I want to improve my braking performance on my CAAD9 5. I don't have the money to upgrade to better brakes but I would like to improve on the current pads. I would like to purchase koolstop or some other well-respected brake pad but I am unsure what to look for in the description in terms of compatibility with tektro.

Any advice?


----------



## ph0enix (Aug 12, 2009)

I wore the Tektro pads that came on my bike recently and my LBS replaced them with stock Shimano pads. The difference in stopping power is very noticeable. I haven't tried the Koolstops but I'm wondering if they make the rims wear out faster than your average pads.


----------



## Devastator (May 11, 2009)

If Shimano pads work Id recommend DA pads, Im running 7900 pads in my Ultegra brakes and they provide plenty of braking power, I do only weigh 165 though. I got em for $10 a set. Theres a huge difference between my Ultegra pads and DA pads. I did consider Sram RED brakes which are swiss stops but they were I think 20 a piece, It felt hard for me to justify twice the price, for maybe a little better stopping power.


----------



## AJL (Jul 9, 2009)

Just stop by your LBS and get some Shimano (or Koolstop) pads. The difference, especially in the wet, will be very obvious.


----------



## tober1 (Feb 6, 2009)

+1 just get some koolstops. They are le good. 
Calipers shmalipers.
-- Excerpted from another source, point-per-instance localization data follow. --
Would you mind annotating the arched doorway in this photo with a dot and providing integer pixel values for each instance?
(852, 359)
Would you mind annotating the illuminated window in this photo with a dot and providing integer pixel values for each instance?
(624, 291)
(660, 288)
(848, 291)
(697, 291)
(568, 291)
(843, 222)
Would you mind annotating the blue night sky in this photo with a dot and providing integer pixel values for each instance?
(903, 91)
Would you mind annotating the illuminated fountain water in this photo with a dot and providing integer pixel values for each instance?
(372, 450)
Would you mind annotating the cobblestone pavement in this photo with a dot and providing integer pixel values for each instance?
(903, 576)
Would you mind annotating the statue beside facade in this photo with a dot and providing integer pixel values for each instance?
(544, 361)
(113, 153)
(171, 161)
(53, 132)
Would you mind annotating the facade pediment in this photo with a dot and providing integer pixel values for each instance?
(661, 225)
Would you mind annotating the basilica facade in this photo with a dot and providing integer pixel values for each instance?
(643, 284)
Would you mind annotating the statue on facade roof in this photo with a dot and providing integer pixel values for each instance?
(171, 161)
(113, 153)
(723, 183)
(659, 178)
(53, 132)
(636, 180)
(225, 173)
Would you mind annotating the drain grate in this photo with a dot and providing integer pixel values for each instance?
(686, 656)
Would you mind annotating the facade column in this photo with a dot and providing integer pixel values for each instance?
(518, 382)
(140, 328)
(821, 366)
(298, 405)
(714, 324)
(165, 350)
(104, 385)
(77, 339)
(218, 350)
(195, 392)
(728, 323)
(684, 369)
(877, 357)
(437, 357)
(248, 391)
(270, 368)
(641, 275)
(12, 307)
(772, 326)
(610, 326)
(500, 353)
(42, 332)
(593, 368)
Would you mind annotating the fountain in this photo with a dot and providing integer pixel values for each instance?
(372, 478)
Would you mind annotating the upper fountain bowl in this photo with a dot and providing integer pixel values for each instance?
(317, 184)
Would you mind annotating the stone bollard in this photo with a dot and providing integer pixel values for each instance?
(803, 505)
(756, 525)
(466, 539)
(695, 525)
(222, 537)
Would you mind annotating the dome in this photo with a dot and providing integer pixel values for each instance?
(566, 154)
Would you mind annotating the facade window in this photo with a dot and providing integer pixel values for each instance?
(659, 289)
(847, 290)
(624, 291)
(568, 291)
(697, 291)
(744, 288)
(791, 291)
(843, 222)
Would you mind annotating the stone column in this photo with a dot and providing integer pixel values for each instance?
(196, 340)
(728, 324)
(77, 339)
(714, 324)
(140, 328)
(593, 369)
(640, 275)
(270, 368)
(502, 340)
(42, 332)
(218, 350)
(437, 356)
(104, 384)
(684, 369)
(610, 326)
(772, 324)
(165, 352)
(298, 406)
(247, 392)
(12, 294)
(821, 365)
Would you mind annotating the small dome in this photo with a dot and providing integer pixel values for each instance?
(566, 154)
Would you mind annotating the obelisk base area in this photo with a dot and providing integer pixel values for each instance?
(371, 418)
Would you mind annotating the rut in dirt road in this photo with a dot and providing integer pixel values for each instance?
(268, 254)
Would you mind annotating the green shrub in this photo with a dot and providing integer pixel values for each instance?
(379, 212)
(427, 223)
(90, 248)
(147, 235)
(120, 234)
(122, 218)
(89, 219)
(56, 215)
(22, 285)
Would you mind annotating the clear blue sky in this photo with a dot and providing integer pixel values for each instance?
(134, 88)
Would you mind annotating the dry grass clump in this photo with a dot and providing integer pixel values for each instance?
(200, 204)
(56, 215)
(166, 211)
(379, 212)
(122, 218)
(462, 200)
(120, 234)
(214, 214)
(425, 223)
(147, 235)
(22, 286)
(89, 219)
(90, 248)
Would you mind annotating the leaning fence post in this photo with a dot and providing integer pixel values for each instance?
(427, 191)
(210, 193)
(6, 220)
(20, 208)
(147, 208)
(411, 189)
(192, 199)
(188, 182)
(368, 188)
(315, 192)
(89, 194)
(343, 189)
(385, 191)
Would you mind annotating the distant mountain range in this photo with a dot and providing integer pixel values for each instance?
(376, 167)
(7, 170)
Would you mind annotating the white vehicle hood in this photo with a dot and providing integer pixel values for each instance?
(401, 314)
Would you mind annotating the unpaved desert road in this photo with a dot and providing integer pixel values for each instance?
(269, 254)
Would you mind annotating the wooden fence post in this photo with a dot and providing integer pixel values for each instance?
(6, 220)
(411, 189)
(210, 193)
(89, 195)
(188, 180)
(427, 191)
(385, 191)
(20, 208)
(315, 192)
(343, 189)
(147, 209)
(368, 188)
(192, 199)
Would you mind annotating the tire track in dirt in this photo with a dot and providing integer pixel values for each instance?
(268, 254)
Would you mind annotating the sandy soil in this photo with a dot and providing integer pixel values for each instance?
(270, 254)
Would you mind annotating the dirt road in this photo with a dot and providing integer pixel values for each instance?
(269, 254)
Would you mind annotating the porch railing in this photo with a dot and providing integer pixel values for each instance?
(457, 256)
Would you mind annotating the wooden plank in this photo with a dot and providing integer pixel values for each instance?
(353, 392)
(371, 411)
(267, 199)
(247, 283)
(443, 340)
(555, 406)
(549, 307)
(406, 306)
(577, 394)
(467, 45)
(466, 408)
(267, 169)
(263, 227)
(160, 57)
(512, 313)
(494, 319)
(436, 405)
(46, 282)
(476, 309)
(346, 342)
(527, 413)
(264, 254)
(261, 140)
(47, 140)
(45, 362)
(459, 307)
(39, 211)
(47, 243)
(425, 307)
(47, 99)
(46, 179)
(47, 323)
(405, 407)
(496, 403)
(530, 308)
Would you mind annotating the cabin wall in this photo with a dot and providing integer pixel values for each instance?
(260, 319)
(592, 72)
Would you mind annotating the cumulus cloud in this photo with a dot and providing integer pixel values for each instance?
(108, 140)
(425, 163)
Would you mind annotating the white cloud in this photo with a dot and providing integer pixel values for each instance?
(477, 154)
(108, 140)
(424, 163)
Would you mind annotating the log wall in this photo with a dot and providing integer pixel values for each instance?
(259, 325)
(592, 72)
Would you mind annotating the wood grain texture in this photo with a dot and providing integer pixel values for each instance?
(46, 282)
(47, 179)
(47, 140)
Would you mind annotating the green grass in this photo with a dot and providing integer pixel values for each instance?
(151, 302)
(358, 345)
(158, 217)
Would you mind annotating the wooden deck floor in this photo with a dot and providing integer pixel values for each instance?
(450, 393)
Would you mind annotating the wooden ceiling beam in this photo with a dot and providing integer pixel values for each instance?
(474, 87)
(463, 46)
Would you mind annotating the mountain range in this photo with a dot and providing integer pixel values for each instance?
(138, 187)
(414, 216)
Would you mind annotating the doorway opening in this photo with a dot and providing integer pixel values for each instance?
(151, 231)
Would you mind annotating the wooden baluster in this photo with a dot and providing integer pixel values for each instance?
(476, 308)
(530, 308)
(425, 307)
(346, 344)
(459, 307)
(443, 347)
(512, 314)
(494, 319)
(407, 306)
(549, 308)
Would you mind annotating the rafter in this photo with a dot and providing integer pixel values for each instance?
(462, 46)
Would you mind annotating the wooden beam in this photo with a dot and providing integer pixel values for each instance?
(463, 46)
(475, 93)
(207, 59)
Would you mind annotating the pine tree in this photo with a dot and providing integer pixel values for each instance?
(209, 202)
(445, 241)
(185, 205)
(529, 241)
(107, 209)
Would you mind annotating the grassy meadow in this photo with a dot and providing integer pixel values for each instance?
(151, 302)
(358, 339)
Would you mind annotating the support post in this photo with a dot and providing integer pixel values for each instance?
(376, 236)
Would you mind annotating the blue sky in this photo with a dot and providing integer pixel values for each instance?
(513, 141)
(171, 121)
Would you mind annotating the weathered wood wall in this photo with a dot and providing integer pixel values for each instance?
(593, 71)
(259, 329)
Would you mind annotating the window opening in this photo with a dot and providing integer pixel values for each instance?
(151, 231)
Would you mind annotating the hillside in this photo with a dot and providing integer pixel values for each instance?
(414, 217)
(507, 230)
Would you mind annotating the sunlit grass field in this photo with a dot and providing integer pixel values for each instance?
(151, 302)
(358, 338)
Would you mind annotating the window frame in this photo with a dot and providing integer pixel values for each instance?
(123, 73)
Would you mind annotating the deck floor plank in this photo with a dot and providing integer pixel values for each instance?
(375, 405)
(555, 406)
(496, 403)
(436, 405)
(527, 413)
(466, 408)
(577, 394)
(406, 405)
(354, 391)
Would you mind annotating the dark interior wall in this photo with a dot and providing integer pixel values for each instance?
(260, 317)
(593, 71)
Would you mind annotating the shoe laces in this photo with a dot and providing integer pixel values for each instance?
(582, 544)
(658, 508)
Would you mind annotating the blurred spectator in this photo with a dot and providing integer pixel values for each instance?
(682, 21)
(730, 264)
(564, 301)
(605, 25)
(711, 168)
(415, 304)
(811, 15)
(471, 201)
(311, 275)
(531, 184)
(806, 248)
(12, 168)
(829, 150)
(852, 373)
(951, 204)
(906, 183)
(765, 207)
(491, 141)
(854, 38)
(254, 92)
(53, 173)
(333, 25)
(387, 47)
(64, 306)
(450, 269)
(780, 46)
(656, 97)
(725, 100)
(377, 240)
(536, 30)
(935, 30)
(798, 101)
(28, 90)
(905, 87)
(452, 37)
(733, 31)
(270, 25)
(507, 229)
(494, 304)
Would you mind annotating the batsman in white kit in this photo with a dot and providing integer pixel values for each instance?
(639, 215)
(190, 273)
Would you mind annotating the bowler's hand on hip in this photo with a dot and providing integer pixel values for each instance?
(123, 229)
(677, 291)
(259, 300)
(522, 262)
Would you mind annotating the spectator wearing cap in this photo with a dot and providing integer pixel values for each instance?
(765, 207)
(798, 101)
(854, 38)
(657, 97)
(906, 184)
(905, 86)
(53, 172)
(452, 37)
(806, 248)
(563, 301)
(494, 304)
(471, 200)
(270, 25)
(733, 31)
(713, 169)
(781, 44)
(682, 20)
The pads make a much bigger difference.


----------



## knucklesandwich (Feb 23, 2007)

Get the salmon Dura Type ones:
http://www.koolstop.com/brakes/index.php#Anchor-Salmon-57343


----------



## CHL (Jun 24, 2005)

If you're going to ride in wet weather, then get the Koolstop Salmon colored pads. I couldn't stop my bike worth beans using the Shimano pads (Ultegra 6600/Eurus Wheels - 125-130lbs). I don't know if there is a difference in brake pads between 7800 and 6600. I've never ridden my 7800 equiped bike in the rain or wet terrain.

CHL


----------